Sunday, 8 May 2011

Put it down to experience...

Something I’ve been thinking about recently is the idea that life is not something that happens in the future, it is something that is happening right now.

This may seem like a fairly obvious thing to say, but, when you think about it, we seem to spend a lot of time figuring out and planning ‘what we want to do with our lives’, and sometimes we can forget to live.  I had a conversation a while ago with a friend of mine who asked me the very question, “What do you want to do with your life?”  I suppose I was trying to be profound and wise when I replied, “What do you mean?  This is my life – I’m doing it, right now, here, drinking coffee with you.” 

Contrived in its profundity or not, I think the sentiment is still true.  Whatever we’re doing now – whether drinking a cup of tea, texting a friend, listening to a radio show, or simply reading this blog – these are the things that we are doing with our lives.  Maybe it’s time to stop imagining that life is something we will get around to doing in the future, maybe when we’re married, or have a settled career, or we buy our first house/car/take a holiday abroad.  

All these things are perfectly valid things to aspire to and want in the future, but let’s not lose sight of the here and now, of the time we have each moment to do something that we want to do, and can enjoy.  Savour these moments, experience them, enjoy them – they won’t come again, and who knows what the future does or doesn’t hold.

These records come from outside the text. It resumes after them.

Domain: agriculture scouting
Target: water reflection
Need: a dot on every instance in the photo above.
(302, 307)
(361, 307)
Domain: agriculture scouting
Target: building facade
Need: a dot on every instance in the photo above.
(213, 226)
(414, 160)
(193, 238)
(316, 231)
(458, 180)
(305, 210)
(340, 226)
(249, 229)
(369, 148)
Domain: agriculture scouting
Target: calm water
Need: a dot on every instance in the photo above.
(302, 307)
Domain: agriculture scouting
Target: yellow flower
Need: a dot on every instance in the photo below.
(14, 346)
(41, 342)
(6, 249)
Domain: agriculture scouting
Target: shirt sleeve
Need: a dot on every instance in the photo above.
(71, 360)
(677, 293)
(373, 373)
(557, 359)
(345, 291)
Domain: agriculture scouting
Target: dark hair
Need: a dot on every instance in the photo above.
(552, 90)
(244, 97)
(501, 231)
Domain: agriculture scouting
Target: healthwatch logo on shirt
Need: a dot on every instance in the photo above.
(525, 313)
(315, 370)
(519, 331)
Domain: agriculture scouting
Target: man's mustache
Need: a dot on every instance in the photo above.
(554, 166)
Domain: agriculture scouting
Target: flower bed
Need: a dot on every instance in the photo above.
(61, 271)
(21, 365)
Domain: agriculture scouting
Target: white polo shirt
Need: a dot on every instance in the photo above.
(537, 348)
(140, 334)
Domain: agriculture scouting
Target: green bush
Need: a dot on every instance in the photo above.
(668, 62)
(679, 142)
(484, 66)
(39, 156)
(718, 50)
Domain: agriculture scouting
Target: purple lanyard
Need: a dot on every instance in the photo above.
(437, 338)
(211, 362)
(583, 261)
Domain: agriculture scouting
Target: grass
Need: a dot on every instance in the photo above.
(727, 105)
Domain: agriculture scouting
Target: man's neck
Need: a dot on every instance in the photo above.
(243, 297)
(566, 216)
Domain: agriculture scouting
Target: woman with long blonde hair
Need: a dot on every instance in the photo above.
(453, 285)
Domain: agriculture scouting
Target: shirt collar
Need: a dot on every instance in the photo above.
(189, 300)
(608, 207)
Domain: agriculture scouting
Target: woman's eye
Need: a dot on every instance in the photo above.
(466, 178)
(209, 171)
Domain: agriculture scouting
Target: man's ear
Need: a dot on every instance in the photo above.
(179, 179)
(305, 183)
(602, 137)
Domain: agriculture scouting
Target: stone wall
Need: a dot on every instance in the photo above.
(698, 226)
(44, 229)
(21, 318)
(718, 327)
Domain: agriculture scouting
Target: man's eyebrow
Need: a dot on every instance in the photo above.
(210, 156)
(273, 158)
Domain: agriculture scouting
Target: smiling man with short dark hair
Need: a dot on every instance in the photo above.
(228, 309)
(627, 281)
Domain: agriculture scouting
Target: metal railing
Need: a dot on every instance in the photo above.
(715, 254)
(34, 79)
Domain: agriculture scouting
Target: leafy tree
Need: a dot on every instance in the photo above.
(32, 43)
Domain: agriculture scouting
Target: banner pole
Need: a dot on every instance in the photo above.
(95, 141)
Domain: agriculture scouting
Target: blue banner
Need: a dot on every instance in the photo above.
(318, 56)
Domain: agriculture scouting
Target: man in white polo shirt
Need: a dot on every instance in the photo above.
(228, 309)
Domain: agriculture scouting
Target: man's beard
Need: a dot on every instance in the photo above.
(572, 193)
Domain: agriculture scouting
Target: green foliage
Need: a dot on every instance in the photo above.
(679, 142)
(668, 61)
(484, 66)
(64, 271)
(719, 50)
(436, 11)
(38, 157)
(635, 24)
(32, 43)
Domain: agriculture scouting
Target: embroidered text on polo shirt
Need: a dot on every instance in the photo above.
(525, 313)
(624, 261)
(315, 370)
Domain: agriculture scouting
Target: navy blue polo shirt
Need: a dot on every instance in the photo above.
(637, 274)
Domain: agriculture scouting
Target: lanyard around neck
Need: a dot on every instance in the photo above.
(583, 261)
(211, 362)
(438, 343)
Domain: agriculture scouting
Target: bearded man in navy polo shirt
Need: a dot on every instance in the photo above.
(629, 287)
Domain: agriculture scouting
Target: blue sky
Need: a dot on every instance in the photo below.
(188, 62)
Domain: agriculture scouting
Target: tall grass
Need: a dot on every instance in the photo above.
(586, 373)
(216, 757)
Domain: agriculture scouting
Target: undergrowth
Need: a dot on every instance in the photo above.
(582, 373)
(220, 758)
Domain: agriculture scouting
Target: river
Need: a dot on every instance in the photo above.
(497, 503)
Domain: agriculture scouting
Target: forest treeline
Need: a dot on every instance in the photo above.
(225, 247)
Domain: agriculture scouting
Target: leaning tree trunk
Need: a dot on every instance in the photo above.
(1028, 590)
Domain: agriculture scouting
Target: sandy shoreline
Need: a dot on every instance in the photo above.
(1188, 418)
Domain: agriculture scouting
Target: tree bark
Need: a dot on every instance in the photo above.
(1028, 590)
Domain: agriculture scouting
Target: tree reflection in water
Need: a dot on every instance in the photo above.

I’ve been looking at the concept of Mindfulness recently, something that has come from my Cognitive Behaviour Therapy.  Here's a video from one of the developers of Mindfulness therapy talking about it:

I think this seizing-of-the-moment relates to being 'mindful': taking the time to hold each feeling, activity, and the sensations they bring.  In this way, even a negative emotion can hold a sense of fascination – we are alive, with the ability to experience so many different things, even the negative things.  To have such experiences is a gift; they are things we can look back on and say ‘I did that; I felt that’, building up a rich tapestry of…life.  

I want to be someone who, at 70 years old can say I’ve been through both the highs and lows of life, for they are both worthwhile, they are both part of existence.  The joy is in simply being alive to be able to feel them.